To the best of our knowledge, this study is the first to assess sudomotor dysfunction in patients with FD using a Sudoscan. Our results are in accordance with previous sudomotor assessment performed with methods difficult to use in routine practice. Importantly, we observed significantly impaired sudomotor function in most FD patients compared to matched controls, and the greater decrease in ESC observed in patients with hypohidrosis/anhidrosis among FD patients reinforces the validity of our findings. Sudoscan allows the assessment of sudomotor function by measuring ESC of hands and feet, in a much more practical way than with technically demanding and expensive prior technologies. Indeed, test results are robust, accomplished within minutes, require little technical training and no calculations.9
This study has several limitations. First, the small number of patients tested precluded subgroup analyses according to treatment received or correlations with extra-neurological involvements. Notably, SFN has been reported in the context of renal dysfunction; however, the lack of correlation of ESC with renal function in our cohort suggests that its decrease in FD is not just secondary to renal dysfunction. Second, this preliminary study was not designed to test diagnostic performance of Sudoscan for SFN. This would have required comparison to gold standard for the diagnosis of SFN such as skin biopsy. In the absence of such gold standard, we provided data according to the presence (or not) of hypohidrosis/anhidrosis. Importantly, a lack of such neurologic symptoms cannot be considered as synonym of preserved sudomotor function. Indeed, discrepancies between ESC and neurologic symptoms could correspond to the detection of early altered (ie, patients with no reported hypohydrosis but already low ESC) or improved (ie, delay between ESC and clinical improvement in some treated patients) sudomotor function by Sudoscan. Of note, we were not able to study the possible relation between ESC and residual enzymatic activity. Finally, no longitudinal assessment of ESC was planned in this first study.
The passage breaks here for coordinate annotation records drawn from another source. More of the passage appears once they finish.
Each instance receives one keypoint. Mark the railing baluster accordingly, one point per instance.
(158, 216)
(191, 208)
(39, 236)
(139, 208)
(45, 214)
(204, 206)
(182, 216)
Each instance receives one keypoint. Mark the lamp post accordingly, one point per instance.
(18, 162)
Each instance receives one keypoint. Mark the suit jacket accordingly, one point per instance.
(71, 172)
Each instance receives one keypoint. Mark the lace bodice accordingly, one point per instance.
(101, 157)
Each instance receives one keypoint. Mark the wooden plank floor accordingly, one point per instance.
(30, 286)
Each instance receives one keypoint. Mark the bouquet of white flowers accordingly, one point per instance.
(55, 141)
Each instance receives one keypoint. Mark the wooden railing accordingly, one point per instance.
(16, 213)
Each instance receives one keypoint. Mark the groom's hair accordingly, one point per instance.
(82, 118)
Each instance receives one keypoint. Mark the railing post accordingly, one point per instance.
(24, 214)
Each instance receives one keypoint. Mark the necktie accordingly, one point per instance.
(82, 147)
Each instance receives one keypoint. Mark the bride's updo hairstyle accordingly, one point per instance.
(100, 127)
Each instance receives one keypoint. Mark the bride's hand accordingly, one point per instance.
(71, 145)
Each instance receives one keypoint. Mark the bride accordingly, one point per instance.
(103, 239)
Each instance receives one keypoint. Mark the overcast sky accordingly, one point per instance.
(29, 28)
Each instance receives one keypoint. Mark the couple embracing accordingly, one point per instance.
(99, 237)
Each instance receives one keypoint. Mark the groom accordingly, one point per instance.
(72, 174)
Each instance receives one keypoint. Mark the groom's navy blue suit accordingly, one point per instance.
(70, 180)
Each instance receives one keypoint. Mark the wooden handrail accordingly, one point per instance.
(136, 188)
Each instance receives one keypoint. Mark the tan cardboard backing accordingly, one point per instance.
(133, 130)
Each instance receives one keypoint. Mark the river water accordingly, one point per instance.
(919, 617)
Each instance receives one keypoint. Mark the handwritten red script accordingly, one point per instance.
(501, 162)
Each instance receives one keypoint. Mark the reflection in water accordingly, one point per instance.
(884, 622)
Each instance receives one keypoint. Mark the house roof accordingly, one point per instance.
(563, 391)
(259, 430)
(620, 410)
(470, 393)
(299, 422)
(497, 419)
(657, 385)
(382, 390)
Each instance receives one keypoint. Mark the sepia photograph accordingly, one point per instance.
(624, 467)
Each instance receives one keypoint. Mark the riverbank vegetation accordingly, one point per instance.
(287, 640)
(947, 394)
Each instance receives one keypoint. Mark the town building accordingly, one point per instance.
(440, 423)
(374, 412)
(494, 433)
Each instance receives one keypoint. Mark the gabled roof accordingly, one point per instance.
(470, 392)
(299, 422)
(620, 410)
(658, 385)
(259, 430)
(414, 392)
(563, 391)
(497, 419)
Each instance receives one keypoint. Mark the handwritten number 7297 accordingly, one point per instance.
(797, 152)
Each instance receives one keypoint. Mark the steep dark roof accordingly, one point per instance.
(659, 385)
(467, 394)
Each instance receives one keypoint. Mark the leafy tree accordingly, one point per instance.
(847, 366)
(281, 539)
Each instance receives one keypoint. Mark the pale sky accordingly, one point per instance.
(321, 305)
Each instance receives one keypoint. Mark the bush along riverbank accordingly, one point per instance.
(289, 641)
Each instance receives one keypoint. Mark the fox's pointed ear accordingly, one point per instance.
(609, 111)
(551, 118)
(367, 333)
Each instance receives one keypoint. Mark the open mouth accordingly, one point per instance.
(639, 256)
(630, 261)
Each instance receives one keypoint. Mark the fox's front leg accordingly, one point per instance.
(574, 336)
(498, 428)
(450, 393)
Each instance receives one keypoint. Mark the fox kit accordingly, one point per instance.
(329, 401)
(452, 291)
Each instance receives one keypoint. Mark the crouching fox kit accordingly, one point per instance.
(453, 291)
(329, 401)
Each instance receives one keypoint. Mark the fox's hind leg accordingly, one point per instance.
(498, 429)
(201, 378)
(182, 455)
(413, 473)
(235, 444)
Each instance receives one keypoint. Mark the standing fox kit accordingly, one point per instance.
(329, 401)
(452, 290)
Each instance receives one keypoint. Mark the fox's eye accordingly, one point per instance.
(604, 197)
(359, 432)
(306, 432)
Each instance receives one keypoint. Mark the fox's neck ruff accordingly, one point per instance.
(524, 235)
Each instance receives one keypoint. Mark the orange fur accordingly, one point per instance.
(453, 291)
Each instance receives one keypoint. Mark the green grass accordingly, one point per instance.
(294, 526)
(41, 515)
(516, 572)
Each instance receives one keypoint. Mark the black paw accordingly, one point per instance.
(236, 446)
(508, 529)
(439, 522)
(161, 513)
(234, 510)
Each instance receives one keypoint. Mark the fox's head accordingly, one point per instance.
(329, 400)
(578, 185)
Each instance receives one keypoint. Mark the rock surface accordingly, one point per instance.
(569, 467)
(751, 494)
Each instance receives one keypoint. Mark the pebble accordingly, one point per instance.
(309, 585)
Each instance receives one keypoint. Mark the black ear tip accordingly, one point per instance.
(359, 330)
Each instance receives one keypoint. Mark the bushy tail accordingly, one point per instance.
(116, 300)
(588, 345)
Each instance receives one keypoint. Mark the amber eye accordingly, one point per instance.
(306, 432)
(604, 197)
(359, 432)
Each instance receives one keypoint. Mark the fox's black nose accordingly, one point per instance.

In conclusion, this case–control study showed that Sudoscan provided a quick, noninvasive, and quantitative measurement of sudomotor function in patients with FD. Additional studies in larger cohorts of patients are warranted to evaluate its potential use to monitor treatment responses of patients with FD both in clinical practice and in clinical trials where objective and noninvasive surrogate markers are needed.10
We thank Dr Laure Swiader, Dr Roseline Froissart, and Dr Frederique Retornaz for their help in collecting the data and their careful review of the manuscript draft.
The authors report no conflicts of interest in this work.